Abstract
Chronic Myeloid Leukemia (CML) is a myeloproliferative neoplasm caused by BCR-ABL1, a constitutively active tyrosine kinase resulting from the t(9;22)(q34;q11.2). Tyrosine kinase inhibitors (TKIs) such as imatinib that competitively target the orthosteric site (ATP binding pocket) of BCR-ABL1 have markedly improved survival of patients with chronic phase (CP)-CML. Recently, the first clinical BCR-ABL1 allosteric inhibitor, asciminib was approved for the treatment of patients who failed at least two prior TKIs. Despite these advances, significant clinical challenges remain. Only one-quarter of patients achieve treatment free remission (TFR) and approximately 10% progress to blast phase (BP)-CML. There is compelling evidence that kinase-independent functions of BCR-ABL1 contribute to leukemogenesis, perhaps reflecting a scaffold function of BCR-ABL1 that promotes activation of certain signaling pathways. Disruption of these functions will require elimination of BCR-ABL1 protein. PROTACs (Proteolysis-Targeting Chimeras) are heterobifunctional molecules that can facilitate target protein degradation by the proteasomal machinery. BCR-ABL1 PROTACs reported so far are active in the micromolar range and their ability to degrade BCR-ABL1 compound mutants have yet-to-be evaluated. No clinical BCR-ABL1 PROTAC has been reported.
As a first step toward developing potent PROTACs that selectively target native and mutant BCR-ABL1, we synthesized a library of 52 asciminib-based PROTACs composed of asciminib as a target warhead connected via a linker to a E3 ubiquitin ligase ligand.

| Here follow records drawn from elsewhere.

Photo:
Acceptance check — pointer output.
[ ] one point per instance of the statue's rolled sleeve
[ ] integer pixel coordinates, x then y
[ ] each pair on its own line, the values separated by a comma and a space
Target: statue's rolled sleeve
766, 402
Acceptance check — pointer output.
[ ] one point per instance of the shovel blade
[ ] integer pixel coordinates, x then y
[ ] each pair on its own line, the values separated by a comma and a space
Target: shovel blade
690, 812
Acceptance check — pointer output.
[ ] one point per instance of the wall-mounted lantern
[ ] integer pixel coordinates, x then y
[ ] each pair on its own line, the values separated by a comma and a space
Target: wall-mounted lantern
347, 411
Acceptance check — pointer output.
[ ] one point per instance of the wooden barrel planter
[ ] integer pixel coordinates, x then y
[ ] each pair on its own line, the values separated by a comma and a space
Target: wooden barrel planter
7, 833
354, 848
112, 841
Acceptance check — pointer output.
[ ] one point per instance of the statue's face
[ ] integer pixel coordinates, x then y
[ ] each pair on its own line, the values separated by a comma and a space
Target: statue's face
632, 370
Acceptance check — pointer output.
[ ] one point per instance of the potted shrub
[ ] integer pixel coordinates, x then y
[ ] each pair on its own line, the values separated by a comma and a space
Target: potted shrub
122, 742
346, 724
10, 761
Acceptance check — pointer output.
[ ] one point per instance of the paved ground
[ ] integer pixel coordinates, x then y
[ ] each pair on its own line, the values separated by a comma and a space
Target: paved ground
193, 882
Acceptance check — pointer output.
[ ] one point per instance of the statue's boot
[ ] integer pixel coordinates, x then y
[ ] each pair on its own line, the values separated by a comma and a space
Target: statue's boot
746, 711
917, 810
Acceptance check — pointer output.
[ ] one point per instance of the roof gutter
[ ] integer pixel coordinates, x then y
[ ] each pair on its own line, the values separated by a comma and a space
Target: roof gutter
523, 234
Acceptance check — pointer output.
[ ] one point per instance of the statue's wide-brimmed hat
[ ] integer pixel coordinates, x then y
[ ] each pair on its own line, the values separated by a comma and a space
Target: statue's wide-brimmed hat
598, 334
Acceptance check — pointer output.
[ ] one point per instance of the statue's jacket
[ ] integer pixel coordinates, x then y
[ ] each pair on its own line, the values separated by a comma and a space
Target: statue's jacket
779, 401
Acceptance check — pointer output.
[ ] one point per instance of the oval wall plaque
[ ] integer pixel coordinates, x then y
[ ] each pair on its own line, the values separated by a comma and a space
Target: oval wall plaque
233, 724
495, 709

Our platform allows for synthesis and screening of hundreds of compounds with different linkers and various E3 ligase recruiters. To facilitate medium throughput screening and perform initial validation of candidates, we developed a Nanoluc protein complementation assay. In this assay, BCR-ABL1 is N-terminally tagged with a small Nanoluc fragment (HiBiT) that binds with high affinity to the larger Nanoluc fragment (LgBiT). The HiBiT-LgBiT complex functions as active luciferase, allowing to measure BCR-ABL1 levels in intact cells. From 52 PROTACs, we identified LPA81 as the most active candidate. LPA81 degrades more than 90% of BCR-ABL1 within 12 hours at 0.5 µM. In addition, LPA81 showed high degradation potency against BCR-ABL1 single mutants at concentration as low as 0.5 µM which is nearly 2-fold higher than that of published PROTACs. Importantly, LPA81's activity extended to compound mutant BCR-ABL1. Next, immunoblotting was performed to further assess the kinetics and potency of LPA81, showing that LPA81 degrades BCR-ABL1 in a dose- and time-dependent fashion. Interestingly, LPA81 showed degradation potency at concentration as low as 10nM and as early as 4 hours. The maximal level of degradation (Dmax) of LPA81 was 98% with a DC50=0.01 μmol/L within 24hours. Pre-treatment of cells with the proteasome inhibitor, MG132, but not the lysosomal inhibitor, chloroquine, reversed degradation of BCR-ABL1, confirming that BCR-ABL1 degradation by LPA81 occurs via 26s-proteasome. To assess the target selectivity, we applied cytotoxicity assay on human CML cell lines (K562 and LAMA-84) as well as BaF3 cells expressing either native or mutant BCR-ABL1 (T315I, E255V, Y253H/E255V, and H396R/T315I). LPA81 induced cytotoxicity in all tested cell models and IC50 values were measured less than 1µM, however, no toxicity was observed against BaF3 cells up to 10µM, confirming selectivity.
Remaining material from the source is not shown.